The distribution swap: Walmart’s bold logistics move
Wednesday, January 24, 2018
The shifting landscape of e-commerce has been largely shaped in the last few years by a single domineering hand: Amazon's. The "A-to-Z" sales site has become the source for all things shipped, but now their largest competitor is trying to close the market share gap.
Walmart, which enjoys a similar reputation offline to Amazon's online dominance, has been one of the higher-profile beneficiaries of the recently-passed tax plan. After doling out raises and bonuses, they interrupted their aggressive marketing of those acts just long enough to suddenly shutter some 63 Sam's Clubs nationwide, citing lagging performance at those locations.
The 12 exceptions
Not one to make hasty moves without a "next step" in play, Walmart stayed true to its savvy planning roots by simultaneously announcing that a dozen of those shuttered stores would be converted into e-commerce fulfillment centers. Considering that Walmart operates only 42 fulfillment centers nationwide — minus the newest additions — to Amazon's 140, they have a considerable amount of catching up to do, though this is an important first step.

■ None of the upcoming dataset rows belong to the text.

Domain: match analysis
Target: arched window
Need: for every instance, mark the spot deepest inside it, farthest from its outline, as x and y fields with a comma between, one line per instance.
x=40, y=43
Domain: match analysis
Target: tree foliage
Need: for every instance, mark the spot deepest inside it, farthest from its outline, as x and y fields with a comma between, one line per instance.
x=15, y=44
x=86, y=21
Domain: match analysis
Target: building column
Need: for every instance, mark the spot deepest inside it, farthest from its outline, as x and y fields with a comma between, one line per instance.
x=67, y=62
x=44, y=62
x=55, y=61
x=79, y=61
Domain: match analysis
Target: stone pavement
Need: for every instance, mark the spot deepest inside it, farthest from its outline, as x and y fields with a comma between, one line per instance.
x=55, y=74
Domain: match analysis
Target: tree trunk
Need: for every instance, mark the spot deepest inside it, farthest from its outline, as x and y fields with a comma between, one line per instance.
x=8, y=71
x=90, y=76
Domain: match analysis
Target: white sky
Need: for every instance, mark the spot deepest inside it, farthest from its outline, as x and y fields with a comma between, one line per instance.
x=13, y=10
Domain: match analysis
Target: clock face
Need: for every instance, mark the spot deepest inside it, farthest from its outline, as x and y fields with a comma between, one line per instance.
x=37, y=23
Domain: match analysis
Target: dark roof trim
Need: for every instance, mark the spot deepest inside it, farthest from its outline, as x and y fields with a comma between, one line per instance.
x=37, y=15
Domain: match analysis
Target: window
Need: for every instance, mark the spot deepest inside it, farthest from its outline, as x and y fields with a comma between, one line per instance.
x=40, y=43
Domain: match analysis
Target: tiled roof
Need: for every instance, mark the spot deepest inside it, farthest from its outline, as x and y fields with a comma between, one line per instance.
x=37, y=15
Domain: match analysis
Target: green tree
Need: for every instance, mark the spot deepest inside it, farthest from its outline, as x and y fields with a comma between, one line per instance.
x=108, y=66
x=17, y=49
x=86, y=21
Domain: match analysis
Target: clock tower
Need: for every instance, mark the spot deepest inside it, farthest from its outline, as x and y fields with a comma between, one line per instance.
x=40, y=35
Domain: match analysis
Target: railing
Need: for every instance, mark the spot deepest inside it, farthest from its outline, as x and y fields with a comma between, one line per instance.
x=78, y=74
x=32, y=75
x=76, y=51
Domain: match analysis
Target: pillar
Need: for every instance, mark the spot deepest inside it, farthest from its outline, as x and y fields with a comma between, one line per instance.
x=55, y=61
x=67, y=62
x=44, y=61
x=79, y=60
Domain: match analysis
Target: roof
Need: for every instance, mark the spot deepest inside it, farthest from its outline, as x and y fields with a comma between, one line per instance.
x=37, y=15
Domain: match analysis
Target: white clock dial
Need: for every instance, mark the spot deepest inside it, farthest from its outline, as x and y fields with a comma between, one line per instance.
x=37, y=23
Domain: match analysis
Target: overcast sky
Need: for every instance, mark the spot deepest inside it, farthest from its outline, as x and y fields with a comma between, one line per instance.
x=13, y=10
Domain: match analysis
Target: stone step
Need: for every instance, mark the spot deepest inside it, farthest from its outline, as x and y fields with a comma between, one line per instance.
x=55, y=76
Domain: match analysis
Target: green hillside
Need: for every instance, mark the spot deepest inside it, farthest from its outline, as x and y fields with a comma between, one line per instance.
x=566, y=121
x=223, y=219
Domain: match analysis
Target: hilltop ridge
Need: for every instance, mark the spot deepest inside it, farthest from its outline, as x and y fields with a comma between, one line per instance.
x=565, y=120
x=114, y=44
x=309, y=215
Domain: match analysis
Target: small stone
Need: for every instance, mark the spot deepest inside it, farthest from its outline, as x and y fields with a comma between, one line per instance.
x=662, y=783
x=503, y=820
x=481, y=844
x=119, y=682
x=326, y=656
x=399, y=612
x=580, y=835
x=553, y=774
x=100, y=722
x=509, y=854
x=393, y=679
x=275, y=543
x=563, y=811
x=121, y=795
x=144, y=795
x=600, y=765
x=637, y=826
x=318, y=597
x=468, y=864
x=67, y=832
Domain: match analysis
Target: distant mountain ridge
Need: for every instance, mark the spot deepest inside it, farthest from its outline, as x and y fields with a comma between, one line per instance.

These fulfillment centers act as the grease on the supply chain, ensuring that product movement goes smoothly and has ample points at which to pivot, if necessary. When shipping speed is of the essence — and increasingly, it's a make-or-break point for online customers — these fulfillment centers open up more shipping options, enabling convenience timelines such as overnight or second-day delivery with more ease and less financial strain to the end user.
With dimensional weight pricing and zones making 3PLs and traditional USPS shipping more expensive than ever, it's one of e-commerce's biggest foils. In that light, it makes a great deal of sense to get as many SKUs as close to regional customers as logistically possible, even if that means scattering fulfillment centers clear across the country.
Labor costs and tax breaks
Examining the e-commerce pair's rivalry once more, it only takes a quick glance at the near-rabid courtship of Amazon for their HQ2 location to realize something important. Tax breaks are the most popular form of decision-swaying currency offered to large businesses shifting their focus.
Some regions are able to offer significant tax breaks without angering existing business owners and residents. These tend to be outskirt towns that might not attract enough business to, say, keep a Sam's Club afloat.
The reason Walmart is converting some of their closed warehouse store locations likely has a great deal to do with this particular phenomena: well-placed, large facility locations in tax-friendly areas — doubly so if they're in right-to-work states, a designation preferred by rival Amazon for their warehouse labor.
Apart from some modifications with shelving and infrastructure, Walmart is positioned to either rapidly bring back displaced staff or hire new labor from nearby distressed towns to do the literal heavy lifting, all at budget-affordable wages.
As large legacy stores like Sears, Kmart and JC Penney are struggling to find themselves — or simply to stay alive — in the new e-commerce reality, agility and evolution appear to be winning the day. While a dozen outposts won't completely turn the tide in the Walmart-vs.-Amazon battle, it's a significant logistics shot across the bow.
Now that the rumors of Amazon buying Target have been mostly debunked for the time being, it's prime time — no pun intended — for Walmart to start building momentum upon this unexpected shift and start giving Amazon a more strenuous run for its money.